The contrast is as inhumane as it is a commentary on governance in the booming desert kingdom of Saudi Arabia. Despite the pledge to discontinue the practice of sentencing teenagers, such judgments have resumed with the tacit concurrence of the fractious palace in Riyadh. The contradiction is inexplicable, to say the least. With liberal winds blowing across the desert sands, it beggars belief that teenagers are being sentenced to death for protesting against the intensely theocratic regime. Human rights monitors have recorded no fewer than seven cases in which the death penalty has been sought or handed down or confirmed on appeal for crimes by minors. Crown Prince Mohammad bin Salman, who came to power pledging to redefine, so to speak, the kingdom’s image, had two years ago ordered an end to the use of the death penalty ~ or is ‘misuse’ the right word? Mercifully enough, three teenagers whose cases were subject to international appeals, including by British politicians, had their sentences commuted to ten years.

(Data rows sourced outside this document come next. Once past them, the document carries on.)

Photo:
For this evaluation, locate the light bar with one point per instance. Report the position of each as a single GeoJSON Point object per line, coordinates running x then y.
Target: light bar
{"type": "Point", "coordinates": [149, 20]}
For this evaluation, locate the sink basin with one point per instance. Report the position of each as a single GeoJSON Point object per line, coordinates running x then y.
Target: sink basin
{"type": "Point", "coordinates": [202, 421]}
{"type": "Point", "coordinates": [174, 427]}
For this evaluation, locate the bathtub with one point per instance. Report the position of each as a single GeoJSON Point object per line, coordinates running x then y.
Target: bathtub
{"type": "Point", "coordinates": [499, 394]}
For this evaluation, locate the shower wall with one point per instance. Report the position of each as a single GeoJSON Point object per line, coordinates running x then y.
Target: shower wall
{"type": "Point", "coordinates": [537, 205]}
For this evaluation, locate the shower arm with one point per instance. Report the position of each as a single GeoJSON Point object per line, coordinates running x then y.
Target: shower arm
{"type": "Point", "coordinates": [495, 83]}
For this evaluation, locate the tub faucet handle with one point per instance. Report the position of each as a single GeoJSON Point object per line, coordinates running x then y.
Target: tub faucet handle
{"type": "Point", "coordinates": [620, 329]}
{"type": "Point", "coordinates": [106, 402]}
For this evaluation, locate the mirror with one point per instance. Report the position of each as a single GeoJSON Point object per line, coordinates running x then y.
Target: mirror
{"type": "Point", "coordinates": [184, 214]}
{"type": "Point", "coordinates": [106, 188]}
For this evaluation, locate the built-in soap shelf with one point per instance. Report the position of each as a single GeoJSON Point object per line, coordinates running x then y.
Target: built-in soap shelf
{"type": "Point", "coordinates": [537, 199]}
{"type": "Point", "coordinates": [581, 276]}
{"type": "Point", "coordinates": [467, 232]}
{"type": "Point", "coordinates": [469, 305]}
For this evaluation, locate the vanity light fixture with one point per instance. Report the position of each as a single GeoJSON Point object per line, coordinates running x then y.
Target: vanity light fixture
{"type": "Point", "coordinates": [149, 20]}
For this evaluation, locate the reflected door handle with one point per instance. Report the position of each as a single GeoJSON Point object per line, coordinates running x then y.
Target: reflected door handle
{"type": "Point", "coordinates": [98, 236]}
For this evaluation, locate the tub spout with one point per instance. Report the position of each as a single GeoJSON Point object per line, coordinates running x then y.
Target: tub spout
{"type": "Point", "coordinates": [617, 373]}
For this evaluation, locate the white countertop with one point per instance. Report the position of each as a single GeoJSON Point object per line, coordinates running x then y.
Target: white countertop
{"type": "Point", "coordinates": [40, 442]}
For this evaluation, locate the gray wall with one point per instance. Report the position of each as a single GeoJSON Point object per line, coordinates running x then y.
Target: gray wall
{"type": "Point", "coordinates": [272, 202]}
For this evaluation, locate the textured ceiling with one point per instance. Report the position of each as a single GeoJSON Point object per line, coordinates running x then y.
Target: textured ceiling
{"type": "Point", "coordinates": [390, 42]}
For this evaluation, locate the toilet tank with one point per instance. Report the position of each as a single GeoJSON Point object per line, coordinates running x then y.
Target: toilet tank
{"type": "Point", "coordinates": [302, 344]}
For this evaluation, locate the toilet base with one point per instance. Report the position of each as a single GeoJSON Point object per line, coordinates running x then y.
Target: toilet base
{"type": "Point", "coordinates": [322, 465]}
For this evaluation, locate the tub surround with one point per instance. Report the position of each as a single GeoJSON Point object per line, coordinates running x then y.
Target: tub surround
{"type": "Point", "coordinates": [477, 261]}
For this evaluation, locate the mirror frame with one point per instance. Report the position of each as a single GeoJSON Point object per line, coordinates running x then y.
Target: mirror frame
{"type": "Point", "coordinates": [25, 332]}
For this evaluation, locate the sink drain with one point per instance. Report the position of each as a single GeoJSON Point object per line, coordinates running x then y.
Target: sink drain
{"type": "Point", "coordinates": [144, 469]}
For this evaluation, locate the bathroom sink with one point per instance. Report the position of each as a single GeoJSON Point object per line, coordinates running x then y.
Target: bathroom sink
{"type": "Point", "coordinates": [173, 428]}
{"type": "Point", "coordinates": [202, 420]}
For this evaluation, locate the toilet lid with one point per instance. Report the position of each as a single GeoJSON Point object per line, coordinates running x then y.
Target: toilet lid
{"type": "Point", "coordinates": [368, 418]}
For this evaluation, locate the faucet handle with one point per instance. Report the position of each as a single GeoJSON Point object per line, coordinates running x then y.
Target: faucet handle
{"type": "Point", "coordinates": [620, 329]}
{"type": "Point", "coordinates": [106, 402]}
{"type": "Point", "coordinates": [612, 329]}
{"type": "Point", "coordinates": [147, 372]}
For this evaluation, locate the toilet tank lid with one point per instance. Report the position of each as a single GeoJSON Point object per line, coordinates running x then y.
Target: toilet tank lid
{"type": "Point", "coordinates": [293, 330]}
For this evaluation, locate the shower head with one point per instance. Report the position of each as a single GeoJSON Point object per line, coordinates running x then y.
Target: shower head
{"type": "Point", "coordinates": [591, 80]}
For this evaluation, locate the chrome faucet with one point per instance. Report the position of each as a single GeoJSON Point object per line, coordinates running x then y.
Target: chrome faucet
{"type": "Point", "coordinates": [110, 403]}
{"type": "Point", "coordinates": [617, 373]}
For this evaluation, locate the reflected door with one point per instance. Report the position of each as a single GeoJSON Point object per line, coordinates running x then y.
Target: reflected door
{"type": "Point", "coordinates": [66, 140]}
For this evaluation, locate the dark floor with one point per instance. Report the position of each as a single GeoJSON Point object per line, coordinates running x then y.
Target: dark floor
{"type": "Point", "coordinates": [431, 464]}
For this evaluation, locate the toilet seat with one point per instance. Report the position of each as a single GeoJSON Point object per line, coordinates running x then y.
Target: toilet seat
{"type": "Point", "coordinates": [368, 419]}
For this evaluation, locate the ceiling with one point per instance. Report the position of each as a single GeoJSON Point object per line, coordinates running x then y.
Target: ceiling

It was later clarified that the change in sentencing would apply only in cases where the death penalty was not mandatory under the interpretation of sharia or Islamic law by the palace. And those included cases involving political crimes such as protesting against the government. Having said that, it needs to be underlined that a young man named Jalal al-Labbad was sentenced to death on 31 July on a welter of charges, including participation in demonstrations, normally a fundamental democratic right. Though he was 21 when he was arrested in 2017, he could not escape the charge of having participated in demonstrations and funeral protests in several previous years, when he was in his teens. On 8 August, the specialized criminal appeals court upheld a death sentence against Abdullah al-Derazi, who was 19 when he was arrested in 2014. The question does survive whether the charges against the man warranted execution, which can be deemed as barbaric even by medieval standards.
What must occasion profound concern within the comity of nations must be that such hideous forms of terminating the existence of a teenaged suspect persists to this day. If indeed participation in demonstrations warrants a death sentence, it must rank as a gross mockery of justice, such as it exists in the kingdom of Saudi Arabia. It is hard not to wonder if the death sentence is reserved primarily for dissident teenagers and must be seen in the context of such “punishments” as decapitation on foreign soil, which was the fate of journalist Jamal Khashoggi. The schizophrenia of the state is revealed by contrary trends such as permitting women to drive or inducting them into the shura (governing council), though a curtain separates the genders. The trend towards liberalism ought to be holistic and agreeable. Saudi Arabia showcases a dire contradiction in terms.